Agen - 56

253 22 4
                                    

Rumah masa depan bersama Gia.

Bukan rencana biasa yang awalnya hanya iming-iming belaka dari Agan. Rumahnya benaran ada. Bagian depan rumahnya menjorok ke arah laut. Agak jauh dari lautan namun bisa dipandang oleh mata apabila dilihat dari lantai dua.

Tepat satu tahun yang lalu, Agan membelinya.

Begitu Saka, manusia yang paling tahu soal dunia, memberitahunya tentang rumah ini, Agan langsung mengambil kesempatan untuk membeli tanahnya dan merenovasi rumah yang tadinya hanya memiliki satu lantai, dia ubah menjadi dua lantai supaya setiap senja tiba, mereka bisa melihat matahari tenggelam dengan indahnya dari balkon.

Banyak sekali bayangan yang sudah Agan rangkai untuk mengisi rumah masa depan bersama Mbak Gia ini.

Sekarang, rumah itu sudah rapi meski masih ada yang harus diperbaiki seperti pemasangan listrik dan keramik pada kamar mandi lantai bawah. Rumahnya cukup luas di bagian ruang tamu dan dapurnya. Juga kamar utama. Terdapat 5 kamar di dalamnya, tiga kamar pada lantai bawah dan dua kamar di lantai atas.

Ya, begitulah sedikit gambaran tentang rumah masa depan bersama Mbak Gia ini.

"Rumah kita .... maksudnya?" Gia masih bertanya-tanya pada Agan.

Agan meraih tangan Gia dan menggenggam tangan itu dengan erat. Menuntun sang kekasih untuk menjelajahi rumah ini lebih jauh.

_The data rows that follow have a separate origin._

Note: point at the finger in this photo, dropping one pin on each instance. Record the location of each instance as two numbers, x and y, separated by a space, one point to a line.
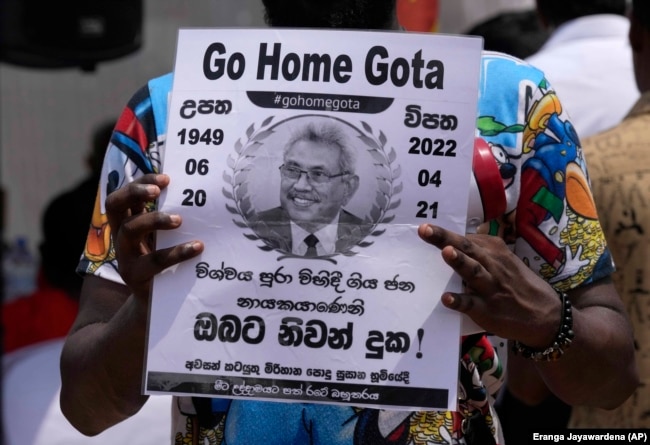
147 266
465 303
132 198
440 237
134 233
474 275
478 247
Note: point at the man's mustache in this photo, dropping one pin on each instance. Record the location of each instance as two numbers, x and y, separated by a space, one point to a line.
305 196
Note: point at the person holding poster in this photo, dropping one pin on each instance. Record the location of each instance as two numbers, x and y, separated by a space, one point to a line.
538 274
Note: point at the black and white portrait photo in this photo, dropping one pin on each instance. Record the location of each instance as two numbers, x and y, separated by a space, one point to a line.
323 179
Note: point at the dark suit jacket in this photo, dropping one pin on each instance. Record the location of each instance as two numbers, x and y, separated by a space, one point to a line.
273 226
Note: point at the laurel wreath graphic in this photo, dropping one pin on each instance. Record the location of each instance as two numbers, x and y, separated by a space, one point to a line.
387 175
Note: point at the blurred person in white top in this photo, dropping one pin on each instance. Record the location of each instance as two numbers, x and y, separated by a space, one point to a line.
588 60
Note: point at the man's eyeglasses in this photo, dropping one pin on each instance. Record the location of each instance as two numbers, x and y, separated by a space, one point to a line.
314 176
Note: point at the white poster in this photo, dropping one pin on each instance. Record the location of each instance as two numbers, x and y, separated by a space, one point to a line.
305 161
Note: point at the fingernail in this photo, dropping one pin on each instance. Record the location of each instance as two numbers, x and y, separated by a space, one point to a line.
152 190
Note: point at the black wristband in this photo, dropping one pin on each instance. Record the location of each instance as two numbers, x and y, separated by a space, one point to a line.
562 340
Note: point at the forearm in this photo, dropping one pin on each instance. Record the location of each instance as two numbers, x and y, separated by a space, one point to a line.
101 369
597 369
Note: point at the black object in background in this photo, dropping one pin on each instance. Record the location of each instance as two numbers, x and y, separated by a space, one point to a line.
75 33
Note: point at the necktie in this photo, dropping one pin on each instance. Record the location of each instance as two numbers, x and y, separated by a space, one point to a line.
311 240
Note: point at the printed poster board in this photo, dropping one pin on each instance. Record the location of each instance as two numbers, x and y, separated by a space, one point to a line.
258 314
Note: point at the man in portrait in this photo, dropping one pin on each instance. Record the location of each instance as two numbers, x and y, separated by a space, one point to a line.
317 179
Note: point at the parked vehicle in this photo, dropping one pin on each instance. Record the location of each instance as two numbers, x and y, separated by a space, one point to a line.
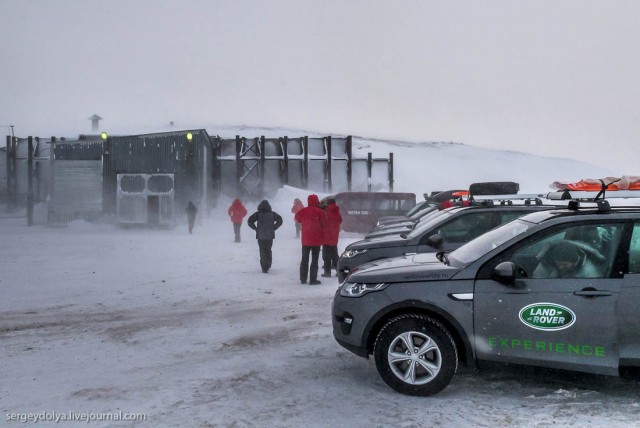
361 210
556 288
444 200
443 230
429 203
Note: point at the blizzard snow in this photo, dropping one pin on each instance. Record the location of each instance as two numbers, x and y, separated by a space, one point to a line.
186 330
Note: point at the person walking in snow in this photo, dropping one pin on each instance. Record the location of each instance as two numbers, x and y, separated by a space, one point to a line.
297 206
265 222
191 215
331 233
236 212
313 220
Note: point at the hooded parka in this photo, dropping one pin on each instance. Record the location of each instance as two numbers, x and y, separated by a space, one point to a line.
313 220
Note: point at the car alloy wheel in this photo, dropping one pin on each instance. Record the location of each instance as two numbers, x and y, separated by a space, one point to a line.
415 355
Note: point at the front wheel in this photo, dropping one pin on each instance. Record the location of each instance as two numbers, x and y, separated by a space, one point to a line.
415 355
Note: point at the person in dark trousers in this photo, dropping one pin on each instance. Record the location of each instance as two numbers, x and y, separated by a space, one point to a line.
313 220
297 206
331 234
265 222
191 215
236 212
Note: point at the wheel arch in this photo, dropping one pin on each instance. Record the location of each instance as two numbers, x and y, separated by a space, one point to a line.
457 332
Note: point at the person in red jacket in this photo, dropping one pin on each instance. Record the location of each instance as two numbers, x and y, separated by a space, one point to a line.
313 220
331 233
297 206
237 211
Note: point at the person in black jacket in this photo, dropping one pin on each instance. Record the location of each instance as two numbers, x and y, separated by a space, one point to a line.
267 223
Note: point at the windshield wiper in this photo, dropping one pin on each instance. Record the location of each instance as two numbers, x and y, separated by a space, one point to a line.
442 256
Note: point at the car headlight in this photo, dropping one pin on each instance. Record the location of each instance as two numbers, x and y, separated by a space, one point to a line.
352 253
357 289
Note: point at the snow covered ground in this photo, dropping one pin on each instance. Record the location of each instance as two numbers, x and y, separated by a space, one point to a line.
172 329
98 321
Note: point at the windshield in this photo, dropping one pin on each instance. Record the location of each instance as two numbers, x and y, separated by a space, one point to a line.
428 222
480 246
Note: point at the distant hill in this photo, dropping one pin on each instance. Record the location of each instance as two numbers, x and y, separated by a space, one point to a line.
431 166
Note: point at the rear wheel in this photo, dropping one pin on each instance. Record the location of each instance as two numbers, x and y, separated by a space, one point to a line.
415 355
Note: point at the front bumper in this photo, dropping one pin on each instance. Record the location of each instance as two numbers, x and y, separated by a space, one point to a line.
351 318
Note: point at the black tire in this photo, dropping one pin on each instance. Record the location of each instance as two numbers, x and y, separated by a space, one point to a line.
424 370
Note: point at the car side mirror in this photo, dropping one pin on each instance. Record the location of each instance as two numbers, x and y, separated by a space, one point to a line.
435 240
505 273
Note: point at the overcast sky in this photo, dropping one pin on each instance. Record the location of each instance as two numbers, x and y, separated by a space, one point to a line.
549 77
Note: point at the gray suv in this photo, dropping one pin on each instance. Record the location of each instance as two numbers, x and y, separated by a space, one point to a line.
443 230
557 289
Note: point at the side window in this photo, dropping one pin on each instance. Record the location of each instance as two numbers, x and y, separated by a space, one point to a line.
466 227
569 251
634 250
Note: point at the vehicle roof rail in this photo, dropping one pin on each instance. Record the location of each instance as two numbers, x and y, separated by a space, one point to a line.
587 195
514 197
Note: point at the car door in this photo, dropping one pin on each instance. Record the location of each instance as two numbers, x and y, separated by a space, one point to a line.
559 322
629 302
459 230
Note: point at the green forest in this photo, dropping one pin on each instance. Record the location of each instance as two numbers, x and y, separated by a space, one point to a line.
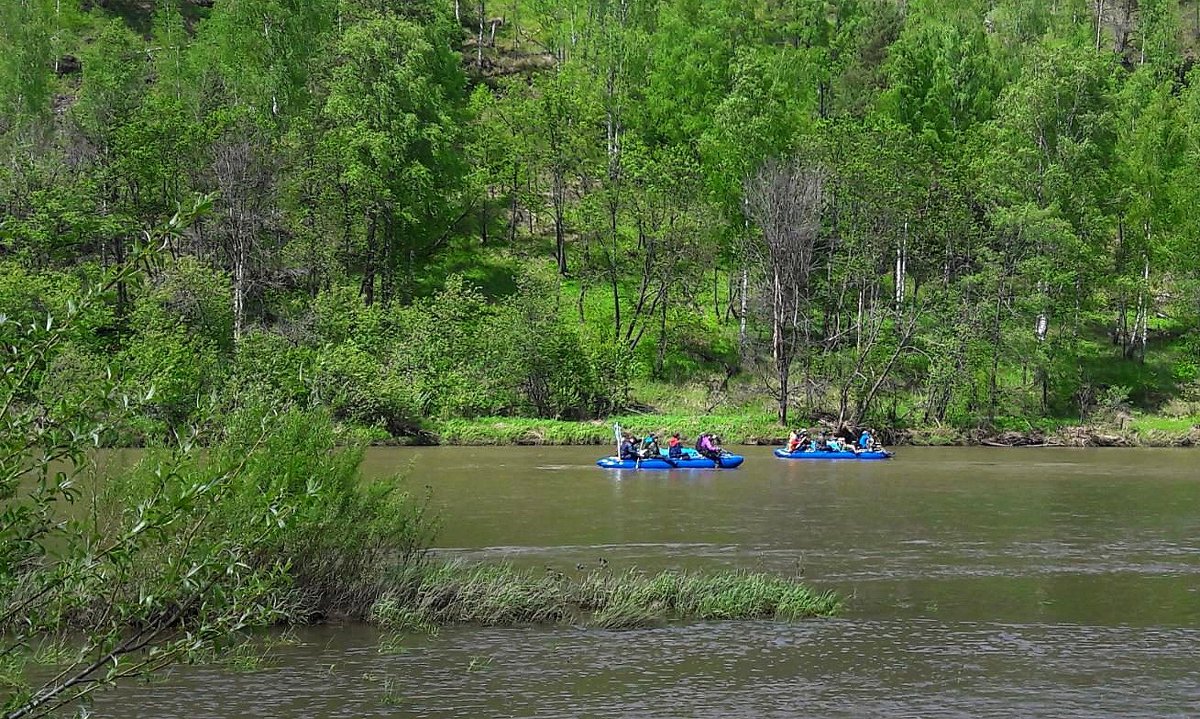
945 217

"Agan beli rumah, Mbak. Ini rumahnya..." kata Agan seraya membuka pintu itu dan membiarkan Gia masuk ke dalam terlebih dahulu.

Wanita itu terperangah. Warna putih gading pada cat dinding rumah ini memberi kesan yang hangat. Rumahnya sangat luas dan besar, Gia akui.

"Rumahnya belom ada perabotnya soalnya masih dalam perbaikan. Kamar mandi bawahnya belom dipasang keramik." lanjut Agan.

"Agan, kamu keren banget. Aku seneng kamu improve banyak terus beli rumah buat masa depan kamu gini." ujar Gia mengapresiasi Agan.

"Masa depan kita, Mbak."

"Hm?"

"Masa Mbak belom ngerti juga?"

Gia terkekeh, "ya apa abisnya? Kamu juga ngomongnya setengah-setengah."

"Sini, Mbak, ikut Agan ke atas, yuk. Agan mau tunjukin spot paling oke di balkon."

Dengan begitu, Agan menggiring Gia ke atas. Tepatnya menuju balkon rumah ini.

Begitu sampai di sana, Gia tidak henti-hentinya terpana. Ternyata, pemandangan dari balkon lebih dari kata menakjubkan. Agan paling tahu waktu kapan dia harus mengajak Gia ke sini. Sekarang pukul 5 sore. Itu artinya, senja akan tiba dan Gia akan menyaksikan bagaimana matahari tenggelam di balik laut.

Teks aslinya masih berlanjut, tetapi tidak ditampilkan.